Un monitoring permanent pour réagir de la façon la plus appropriée

Durant toute la crise Covid-19, le Service des Informations Médico-Economiques (SIME) a suivi et diffusé énormément de données. « Nous avons répondu à 54 demandes de données cliniques chez les patients COVID. La moitié d’entre elles étaient liées à une activité de recherche. Par ailleurs, nous avons été réactifs dans la mise à disposition d’outils de pilotage à la fois pour le suivi des Villages aux Urgences, pour le suivi des patients hospitalisés (nombre de patients dans chaque unité de soins) et pour le suivi des PCR », rapporte Jessica Jacques.

70 - 03

« L’idée, c’est que l’institution au sens large puisse accéder à une information actualisée quotidiennement avec le suivi des différents éléments », poursuit-elle.

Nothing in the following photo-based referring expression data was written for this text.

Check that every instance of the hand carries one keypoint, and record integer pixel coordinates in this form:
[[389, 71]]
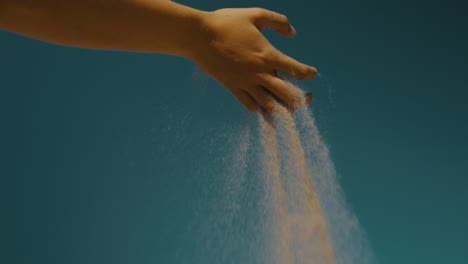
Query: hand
[[235, 52]]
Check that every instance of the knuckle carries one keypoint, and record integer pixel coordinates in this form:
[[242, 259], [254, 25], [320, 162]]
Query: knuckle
[[283, 19], [259, 12]]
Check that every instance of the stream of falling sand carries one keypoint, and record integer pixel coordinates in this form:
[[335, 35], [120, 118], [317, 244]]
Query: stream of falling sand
[[302, 214], [310, 243]]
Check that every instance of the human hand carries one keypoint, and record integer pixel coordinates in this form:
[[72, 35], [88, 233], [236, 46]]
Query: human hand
[[233, 51]]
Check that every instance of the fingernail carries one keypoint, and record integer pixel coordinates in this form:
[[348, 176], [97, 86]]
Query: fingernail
[[292, 29], [309, 97]]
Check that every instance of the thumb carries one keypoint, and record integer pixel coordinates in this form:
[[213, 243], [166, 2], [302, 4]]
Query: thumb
[[272, 20]]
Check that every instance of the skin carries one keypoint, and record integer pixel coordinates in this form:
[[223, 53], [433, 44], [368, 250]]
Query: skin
[[227, 44]]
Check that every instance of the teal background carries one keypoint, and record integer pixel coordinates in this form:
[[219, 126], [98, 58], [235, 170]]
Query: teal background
[[105, 155]]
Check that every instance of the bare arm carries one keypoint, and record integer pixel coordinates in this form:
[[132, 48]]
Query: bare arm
[[227, 44], [158, 26]]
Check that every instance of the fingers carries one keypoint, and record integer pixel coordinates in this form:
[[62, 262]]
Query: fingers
[[292, 67], [278, 22], [263, 98], [246, 100]]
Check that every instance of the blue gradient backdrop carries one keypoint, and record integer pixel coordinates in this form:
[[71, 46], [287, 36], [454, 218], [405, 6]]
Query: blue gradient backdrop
[[104, 154]]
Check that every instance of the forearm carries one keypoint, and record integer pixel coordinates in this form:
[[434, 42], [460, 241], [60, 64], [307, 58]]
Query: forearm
[[159, 26]]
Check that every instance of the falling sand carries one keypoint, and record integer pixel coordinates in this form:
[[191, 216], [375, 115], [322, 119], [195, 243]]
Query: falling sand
[[306, 232]]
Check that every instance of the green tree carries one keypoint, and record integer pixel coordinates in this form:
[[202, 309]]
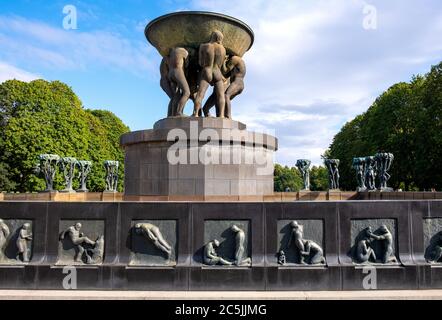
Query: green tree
[[318, 178], [47, 117], [404, 120]]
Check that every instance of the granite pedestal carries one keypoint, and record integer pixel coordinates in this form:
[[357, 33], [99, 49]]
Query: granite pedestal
[[187, 158]]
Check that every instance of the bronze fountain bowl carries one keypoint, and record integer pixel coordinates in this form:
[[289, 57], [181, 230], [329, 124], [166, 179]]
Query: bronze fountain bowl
[[189, 29]]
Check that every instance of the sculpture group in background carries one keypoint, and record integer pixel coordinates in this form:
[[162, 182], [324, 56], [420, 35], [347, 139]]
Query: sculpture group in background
[[47, 165], [153, 234], [383, 164], [359, 166], [370, 173], [67, 166], [85, 168], [332, 166], [211, 257], [111, 168], [24, 237], [304, 167], [365, 246], [372, 167], [433, 252], [187, 73], [309, 252], [86, 250], [4, 234]]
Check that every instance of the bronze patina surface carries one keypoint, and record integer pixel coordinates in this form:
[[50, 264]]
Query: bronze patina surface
[[191, 28]]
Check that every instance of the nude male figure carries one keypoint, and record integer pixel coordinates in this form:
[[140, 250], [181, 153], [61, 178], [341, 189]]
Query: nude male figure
[[24, 235], [211, 258], [387, 238], [211, 59], [4, 234], [166, 85], [235, 73], [78, 239], [296, 237], [153, 233], [180, 87]]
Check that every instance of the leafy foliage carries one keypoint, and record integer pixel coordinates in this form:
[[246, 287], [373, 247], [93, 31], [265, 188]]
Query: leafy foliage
[[406, 121], [47, 117]]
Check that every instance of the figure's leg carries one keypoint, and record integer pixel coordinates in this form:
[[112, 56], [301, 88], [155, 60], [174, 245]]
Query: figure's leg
[[211, 262], [317, 258], [185, 91], [246, 261], [232, 91], [85, 240], [162, 248], [204, 85], [80, 251], [224, 262], [210, 103], [25, 255], [220, 98], [162, 241], [372, 255], [437, 254]]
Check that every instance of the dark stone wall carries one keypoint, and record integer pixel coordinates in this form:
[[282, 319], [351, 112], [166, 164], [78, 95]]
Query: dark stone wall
[[188, 226]]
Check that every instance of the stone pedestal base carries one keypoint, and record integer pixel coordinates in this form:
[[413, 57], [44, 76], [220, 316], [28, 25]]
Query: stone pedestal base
[[198, 159]]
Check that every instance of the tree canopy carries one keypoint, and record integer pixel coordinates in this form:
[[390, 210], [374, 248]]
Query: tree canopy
[[406, 121], [286, 177], [47, 117]]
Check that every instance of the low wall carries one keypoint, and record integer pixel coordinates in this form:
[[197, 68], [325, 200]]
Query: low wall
[[276, 197], [131, 262]]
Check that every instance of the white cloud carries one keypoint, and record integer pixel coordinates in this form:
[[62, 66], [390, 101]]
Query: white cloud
[[61, 49], [8, 72], [313, 66]]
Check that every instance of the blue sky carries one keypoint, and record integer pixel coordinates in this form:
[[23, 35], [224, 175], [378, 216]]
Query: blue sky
[[312, 68]]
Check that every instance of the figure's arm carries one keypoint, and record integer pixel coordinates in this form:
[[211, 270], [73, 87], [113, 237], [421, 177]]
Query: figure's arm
[[210, 254], [151, 236], [300, 245], [364, 249]]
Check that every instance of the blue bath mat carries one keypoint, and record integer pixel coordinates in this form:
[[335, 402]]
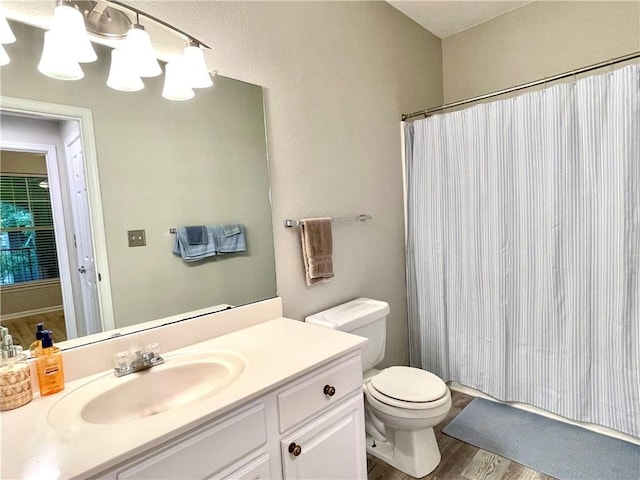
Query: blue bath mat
[[558, 449]]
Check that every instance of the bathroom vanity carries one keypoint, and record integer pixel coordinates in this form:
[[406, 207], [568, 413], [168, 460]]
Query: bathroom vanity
[[294, 411]]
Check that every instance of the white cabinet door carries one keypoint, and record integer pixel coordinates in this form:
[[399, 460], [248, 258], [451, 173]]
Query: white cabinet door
[[331, 447]]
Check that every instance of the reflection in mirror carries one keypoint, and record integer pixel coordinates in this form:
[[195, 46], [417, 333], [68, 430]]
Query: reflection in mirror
[[117, 162]]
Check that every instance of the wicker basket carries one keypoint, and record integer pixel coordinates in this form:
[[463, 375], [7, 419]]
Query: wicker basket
[[15, 387]]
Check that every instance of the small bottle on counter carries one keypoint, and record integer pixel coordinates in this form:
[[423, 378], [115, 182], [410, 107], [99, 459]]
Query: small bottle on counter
[[49, 366], [15, 374], [36, 346]]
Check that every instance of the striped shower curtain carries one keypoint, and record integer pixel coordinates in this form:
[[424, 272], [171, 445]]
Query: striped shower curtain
[[524, 248]]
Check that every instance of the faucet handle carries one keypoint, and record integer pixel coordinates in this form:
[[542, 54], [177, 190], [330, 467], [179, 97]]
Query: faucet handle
[[122, 361], [153, 348]]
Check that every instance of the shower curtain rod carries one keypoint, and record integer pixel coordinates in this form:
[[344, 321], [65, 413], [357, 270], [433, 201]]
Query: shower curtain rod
[[429, 111]]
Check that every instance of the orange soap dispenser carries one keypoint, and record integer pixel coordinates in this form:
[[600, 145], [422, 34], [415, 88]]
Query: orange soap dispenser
[[49, 366]]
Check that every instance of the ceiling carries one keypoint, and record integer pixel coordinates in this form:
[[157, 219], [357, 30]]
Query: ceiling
[[444, 18]]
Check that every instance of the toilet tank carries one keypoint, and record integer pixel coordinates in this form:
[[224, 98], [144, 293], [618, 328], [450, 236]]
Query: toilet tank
[[364, 317]]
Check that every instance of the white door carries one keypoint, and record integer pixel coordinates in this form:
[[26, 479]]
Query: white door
[[332, 447], [87, 276]]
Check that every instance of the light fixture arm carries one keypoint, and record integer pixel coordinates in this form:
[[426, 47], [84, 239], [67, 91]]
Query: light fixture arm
[[139, 12]]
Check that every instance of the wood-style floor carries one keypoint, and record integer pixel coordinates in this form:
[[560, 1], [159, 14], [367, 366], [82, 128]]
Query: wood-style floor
[[460, 461]]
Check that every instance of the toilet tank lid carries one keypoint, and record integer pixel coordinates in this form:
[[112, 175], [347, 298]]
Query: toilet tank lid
[[351, 315]]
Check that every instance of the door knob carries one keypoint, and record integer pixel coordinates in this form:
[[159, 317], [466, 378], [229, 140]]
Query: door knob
[[295, 449], [329, 390]]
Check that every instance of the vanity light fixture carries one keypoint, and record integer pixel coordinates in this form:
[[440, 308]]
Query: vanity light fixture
[[67, 44], [6, 36]]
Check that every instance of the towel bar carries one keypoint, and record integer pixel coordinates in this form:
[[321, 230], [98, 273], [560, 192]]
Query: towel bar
[[361, 218]]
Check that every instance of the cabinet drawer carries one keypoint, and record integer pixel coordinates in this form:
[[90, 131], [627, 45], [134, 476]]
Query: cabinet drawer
[[255, 470], [204, 451], [308, 397], [330, 447]]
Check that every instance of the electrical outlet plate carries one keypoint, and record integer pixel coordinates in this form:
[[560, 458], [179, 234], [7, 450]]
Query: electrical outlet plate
[[136, 238]]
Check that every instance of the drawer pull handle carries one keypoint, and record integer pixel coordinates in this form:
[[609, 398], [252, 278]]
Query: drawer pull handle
[[295, 449]]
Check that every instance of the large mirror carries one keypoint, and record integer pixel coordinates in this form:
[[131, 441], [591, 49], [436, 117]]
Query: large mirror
[[159, 164]]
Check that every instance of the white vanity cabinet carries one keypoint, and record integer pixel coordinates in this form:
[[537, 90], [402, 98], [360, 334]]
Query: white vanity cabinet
[[312, 427], [328, 445]]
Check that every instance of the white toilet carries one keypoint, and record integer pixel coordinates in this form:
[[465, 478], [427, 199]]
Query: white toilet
[[402, 404]]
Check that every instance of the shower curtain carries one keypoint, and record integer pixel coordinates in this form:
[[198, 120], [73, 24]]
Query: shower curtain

Et le Pr. Gillet d’ajouter : « L’essentiel était de pouvoir adapter les ressources, avec la même attention lorsque l’on augmentait ou diminuait, en fonction des données épidémiologiques internes. Aujourd’hui, nous continuons à suivre ces données de près et nous nous tenons ainsi prêts à réagir de manière efficace et structurée à une éventuelle deuxième vague. »

 

Une expertise précieuse pour faire face à une éventuelle deuxième vague

Entre le 4 mars 2020 et le 2 juin, les deux villages Covid ont connu près de 5000 passages. Parmi eux, près de 27% ont donné lieu à une hospitalisation.  Les patients ayant fréquenté le service des Urgences pour suspicion de Covid ont en moyenne 48 ans.

70 - 04

Le pic d’admissions a eu lieu entre le 30 mars et le 2 avril, avec 113 admissions journalières. Plus précisément, le pic d’activité a eu lieu le 23 mars au Sart Tilman (102 admissions) et le 1er avril à ND Bruyères (56 admissions).

De fin mars à fin avril, un centre de tri a été organisé en amont des urgences sur les deux sites, permettant d’assurer le pré-tri en médecine générale de près de 900 patients.

Fin mai, le CHU avait hospitalisé 978 patients en raison du Covid.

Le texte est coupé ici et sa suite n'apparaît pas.